Posted by Steven Barnes at 7:37 AM
Tuesday, October 03, 2006
The first two-day Path workshop is done, and for the first time, we were able to touch on everything I feel is necessary to really convey the message. Make no mistake: the One-Day workshops had the data, but the kinesthetic experience is simply dependant upon a certain amount of time passing from beginning to end…a certain amount of group bonding (I still need to work on that!) and other factors.

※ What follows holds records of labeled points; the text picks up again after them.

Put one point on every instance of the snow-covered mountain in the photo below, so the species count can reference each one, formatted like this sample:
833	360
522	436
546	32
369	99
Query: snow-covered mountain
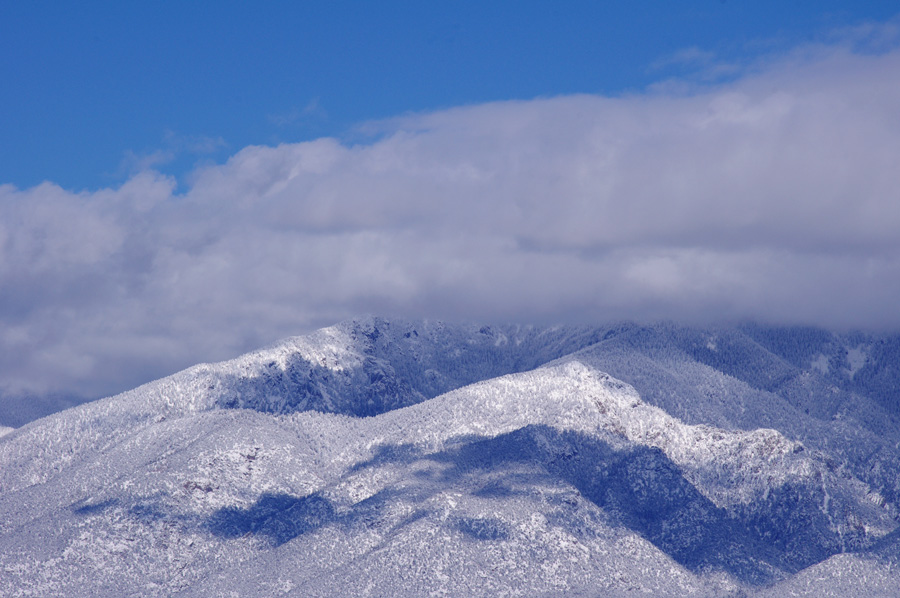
393	458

I think it was fabulous, with the participants giving 110%. I’m incredibly proud of everyone…
Drove home from San Francisco after the workshop. Home at midnight. Wow. I’ll NEVER do that again. I hadn’t really remembered how much energy I put into teaching, and was utterly wiped by the time I got home. Finally ramped down and got to bed by 1:00 am. Then…at 7:45 I got a call from Ellen Silva at National Public Radio asking if I could head down to the studio to tape a commentary for them. So…I dragged my dead carcass out of bed, drove to Culver City, did the gig. Took Tananarive and Jason with me…given his recent behavioral problems, I didn’t want him to go to Day Care without some serious Daddy time. Got home, took him to the park to play…then put him down for a nap. Thank God, I got one too. At about 2:30 we took him to Day Care, and the word is that he was excellent for the rest of the day.
“I am.” That simple meditation…sitting and repeating “I am” again and again, is starting to bear some fruit. I ordinarily meditate by concentrating on my heartbeat, and a thread of light up and down my spine. But this morning, shifting between these and a constant repetition of “I am” I seemed to find a…hmmm…let’s call it a “Hollow” space between the words, between the breaths. Between the heartbeats. I’d never felt that space before, and am not quite certain what to make of it. But it felt like the entrance to a deeper place within me. Time will tell.